5 Factors to Consider Before Choosing a Forex Broker

Forex brokers provide trading platforms for forex traders and investors to exchange different currencies seamlessly. Many platforms are available but choosing the right one can be daunting. Whether you’re a new or experienced trader, your broker can influence your success and results. From the trading fees to the tradable instruments, the trading platform largely determines how your trades are executed and managed. Here are five things you should look out for in a forex broker. 

1 Regulatory Compliance

The regulatory compliance of your trading platform is one of the essential things to look out for. Every country or region has a regulatory authority that seeks to monitor the activities of brokers and ensure they adopt the best practices while dealing with their clients. These bodies create rules and regulations that must be followed with a view to protecting the integrity of the broker and the interest of traders that use the broker’s services. 

A trading platform like www.oanda.com is regulated, and if you have any disputes with any regulated broker, you can rest assured that your interests will be protected. Trading on an unregulated platform can put your trading capital at risk. Before choosing a forex broker, ensure that the platform is regulated by the appropriate authorities in your jurisdiction.

2 Trading Commission and Fees

Trading fees and commissions vary amongst brokers. These fees may be swap fees or commission charges to execute a trade order. A swap fee is an overnight interest added or deducted for holding an open position overnight. This swap fee can be a recurrent one, but most brokers offer swap-free accounts. 

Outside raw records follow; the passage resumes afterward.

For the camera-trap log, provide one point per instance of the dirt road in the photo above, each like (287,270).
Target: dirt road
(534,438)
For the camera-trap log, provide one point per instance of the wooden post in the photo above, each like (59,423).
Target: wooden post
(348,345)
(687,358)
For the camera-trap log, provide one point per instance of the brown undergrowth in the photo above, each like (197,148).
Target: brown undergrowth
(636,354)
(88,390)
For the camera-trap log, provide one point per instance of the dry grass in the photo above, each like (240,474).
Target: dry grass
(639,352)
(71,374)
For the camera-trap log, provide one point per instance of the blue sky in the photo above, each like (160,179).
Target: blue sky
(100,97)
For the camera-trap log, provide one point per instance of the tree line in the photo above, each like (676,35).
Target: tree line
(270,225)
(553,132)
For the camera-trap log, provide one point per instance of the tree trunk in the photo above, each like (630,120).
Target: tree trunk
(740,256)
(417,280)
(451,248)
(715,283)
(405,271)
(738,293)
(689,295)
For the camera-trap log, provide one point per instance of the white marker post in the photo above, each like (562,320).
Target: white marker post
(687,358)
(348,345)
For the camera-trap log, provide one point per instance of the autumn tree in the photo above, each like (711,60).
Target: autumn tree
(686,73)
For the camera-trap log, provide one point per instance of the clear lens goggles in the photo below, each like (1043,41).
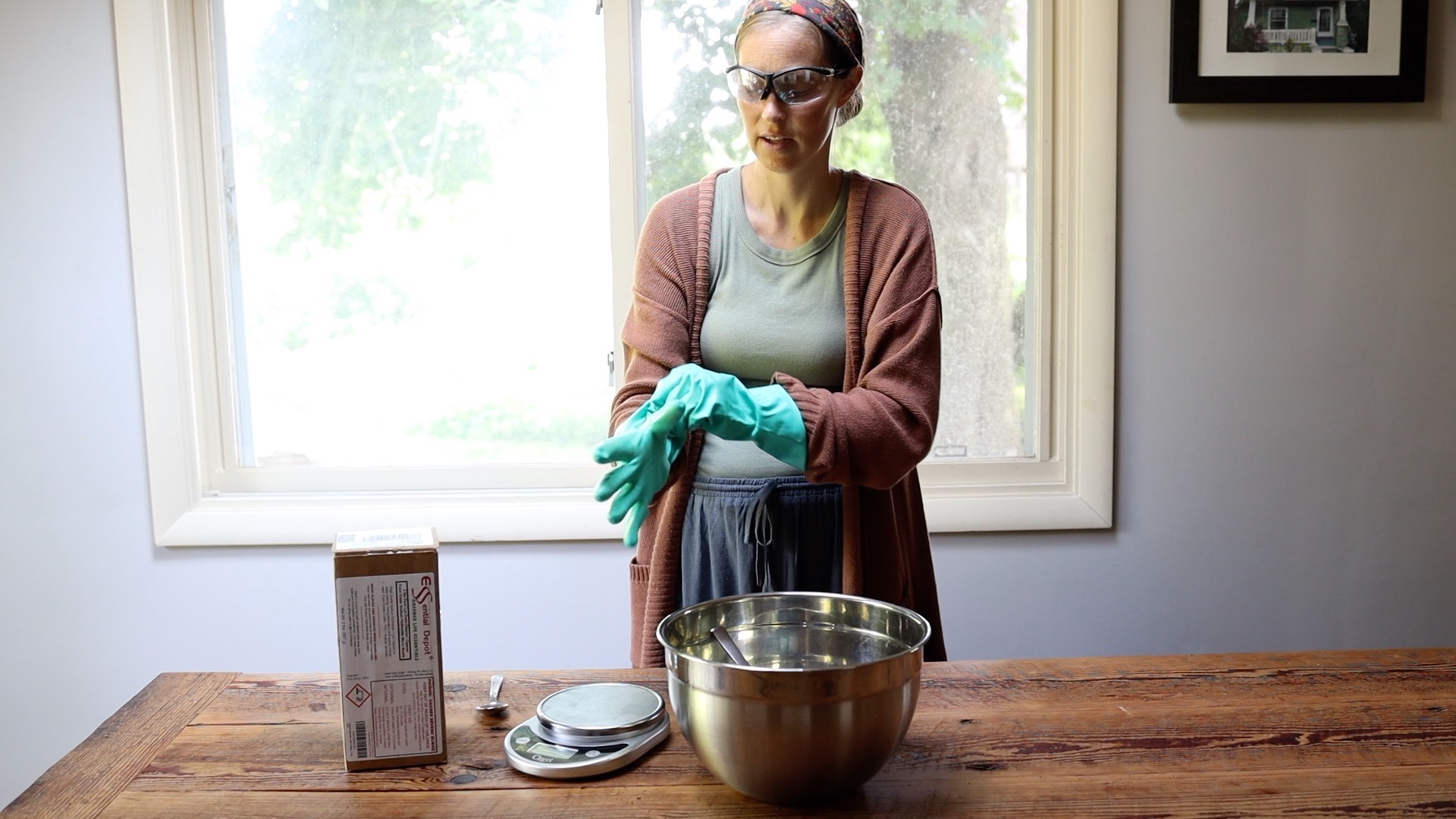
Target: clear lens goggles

Commissions are fees charged by forex brokers for different reasons, primarily for opening or closing a trade order. They are fees charged for the execution of a trade. Most brokers would charge a fee for every lot or mini lot you trade.  Before choosing a brokerage platform, ensure that it has favourable commission and swap fees. 

3 Spread 

Spread is the difference between the bid and ask price of a currency pair. It is influenced by lots of factors, including the nature of the currency pair, the trading session and the liquidity of your broker. It is advisable to choose brokers with low spreads because this facilitates the execution and management of hour trades. If you’re a scalper, low spread increases the accuracy of your trade entries and reduces. It helps you make the most of your strategy and avoid unnecessary fees. Some brokers offer zero and raw spread accounts. If your trading strategy is significantly influenced by spreads, you can choose a broker with various options in terms of the spreads provided. 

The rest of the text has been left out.